Researchers have discovered that chromatin accessibility is heavily influenced by a key transcription factor that is linked to cancer. The findings of this study, published in Genome Biology, have the potential to influence future cancer treatments.
Transcription factor CTCF regulates chromatin structure
CCCTC-binding factor (CTCF) is a transcription factor that has been of great interest to researchers in recent years due to its role in regulating a critical oncogene called MYC. Known as “the master weaver of the genome”, CTCF regulates the 3D architecture of chromatin. Whilst the downstream effects of CTCF on genes are well studied, the impact of CTCF on chromatin and transcription is relatively unknown. To investigate this, a team of researchers from St Jude Children’s Research Hospital conducted several multi-omics studies on cells with decreased levels of CTCF.
“There has been a gap in our knowledge of the direct effect of CTCF, which is important for understanding the process of transcription. If you alter gene expression at the right time and place, then even a moderate change in transcription can cause a substantial change in disease development,” senior author Chunliang Li said.
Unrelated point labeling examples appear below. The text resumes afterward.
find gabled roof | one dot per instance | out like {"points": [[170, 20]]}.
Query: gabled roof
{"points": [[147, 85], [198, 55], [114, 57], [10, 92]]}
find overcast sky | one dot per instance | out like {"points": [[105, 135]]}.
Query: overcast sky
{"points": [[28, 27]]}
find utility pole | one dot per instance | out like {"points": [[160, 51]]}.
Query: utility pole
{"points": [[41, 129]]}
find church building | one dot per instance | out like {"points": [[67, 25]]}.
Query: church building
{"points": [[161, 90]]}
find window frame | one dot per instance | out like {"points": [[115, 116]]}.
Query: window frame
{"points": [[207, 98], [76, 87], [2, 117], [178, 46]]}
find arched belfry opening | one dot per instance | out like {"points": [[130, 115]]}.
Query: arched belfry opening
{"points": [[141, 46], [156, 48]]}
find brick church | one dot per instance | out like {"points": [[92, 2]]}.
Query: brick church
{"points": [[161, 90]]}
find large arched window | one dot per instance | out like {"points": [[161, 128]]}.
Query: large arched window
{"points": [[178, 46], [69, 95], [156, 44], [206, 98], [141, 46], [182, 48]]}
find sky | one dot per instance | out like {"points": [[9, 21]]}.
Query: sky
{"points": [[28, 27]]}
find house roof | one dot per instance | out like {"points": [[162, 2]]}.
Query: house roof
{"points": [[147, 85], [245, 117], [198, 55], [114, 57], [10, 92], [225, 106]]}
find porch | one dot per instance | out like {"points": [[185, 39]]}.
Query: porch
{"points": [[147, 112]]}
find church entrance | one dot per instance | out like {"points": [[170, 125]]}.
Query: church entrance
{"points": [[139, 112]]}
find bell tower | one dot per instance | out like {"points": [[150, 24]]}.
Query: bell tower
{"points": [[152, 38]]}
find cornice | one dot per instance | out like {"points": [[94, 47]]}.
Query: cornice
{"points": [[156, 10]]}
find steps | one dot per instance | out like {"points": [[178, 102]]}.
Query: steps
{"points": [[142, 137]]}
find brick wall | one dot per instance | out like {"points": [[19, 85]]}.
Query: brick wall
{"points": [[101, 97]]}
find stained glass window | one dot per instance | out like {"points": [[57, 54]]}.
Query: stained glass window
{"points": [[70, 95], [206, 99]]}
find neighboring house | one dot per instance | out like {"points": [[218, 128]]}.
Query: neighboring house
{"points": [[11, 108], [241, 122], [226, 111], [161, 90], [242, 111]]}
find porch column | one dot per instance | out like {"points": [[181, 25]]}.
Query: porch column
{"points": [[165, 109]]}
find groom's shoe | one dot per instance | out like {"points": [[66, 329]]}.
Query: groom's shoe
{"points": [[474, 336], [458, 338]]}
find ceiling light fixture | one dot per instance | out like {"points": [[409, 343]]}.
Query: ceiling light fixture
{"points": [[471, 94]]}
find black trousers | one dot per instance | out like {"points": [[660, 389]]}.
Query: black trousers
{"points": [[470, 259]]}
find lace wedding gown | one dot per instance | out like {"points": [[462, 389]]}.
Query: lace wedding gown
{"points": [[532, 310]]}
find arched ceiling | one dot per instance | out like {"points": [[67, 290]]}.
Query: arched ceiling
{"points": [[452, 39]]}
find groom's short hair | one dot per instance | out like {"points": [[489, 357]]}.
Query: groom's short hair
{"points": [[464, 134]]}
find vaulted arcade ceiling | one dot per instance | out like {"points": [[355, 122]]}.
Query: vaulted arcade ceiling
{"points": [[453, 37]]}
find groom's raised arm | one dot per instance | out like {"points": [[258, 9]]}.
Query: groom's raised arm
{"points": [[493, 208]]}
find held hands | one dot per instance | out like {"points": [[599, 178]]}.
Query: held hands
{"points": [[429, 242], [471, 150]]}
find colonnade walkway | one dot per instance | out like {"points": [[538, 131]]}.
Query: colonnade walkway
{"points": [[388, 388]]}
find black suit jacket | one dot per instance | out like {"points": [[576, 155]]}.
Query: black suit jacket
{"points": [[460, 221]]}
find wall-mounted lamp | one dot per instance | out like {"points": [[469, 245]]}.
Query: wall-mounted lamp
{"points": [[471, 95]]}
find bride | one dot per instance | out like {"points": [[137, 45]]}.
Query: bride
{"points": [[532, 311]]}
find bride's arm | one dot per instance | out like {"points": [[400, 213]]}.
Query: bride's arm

Changes in chromatin accessibility
The team genetically engineered a human cell line to carry an auxin-induced degron (AID) at the CTCF loci. The AID system is a tool that induces rapid protein degradation. This allowed the researchers to engineer cells to deplete the levels of CTCF protein.
Chromatin accessibility is the degree to which nuclear macromolecules, such as transcription factors, are able to physically contact chromatinised DNA. To investigate whether genome-wide chromatin accessibility changed in response to CTCF reduction, the researchers performed ATAC-seq on their cells.
The team found that the CTCF depleted cells had a significantly different pattern of genome-wide chromatin accessibility than normal cells. The analysis also showed a strong association between CTCF binding sites and regions of changed accessibility.
Effect on DNA methylation
Scientists have previously suggested that CTCF plays a role in DNA methylation. However, controversy still surrounds this claim. To investigate the role of CTCF on DNA methylation further, the researchers used whole-genome bisulphite sequencing (WGBS) to generate DNA methylation profiles from CTCF depleted cells.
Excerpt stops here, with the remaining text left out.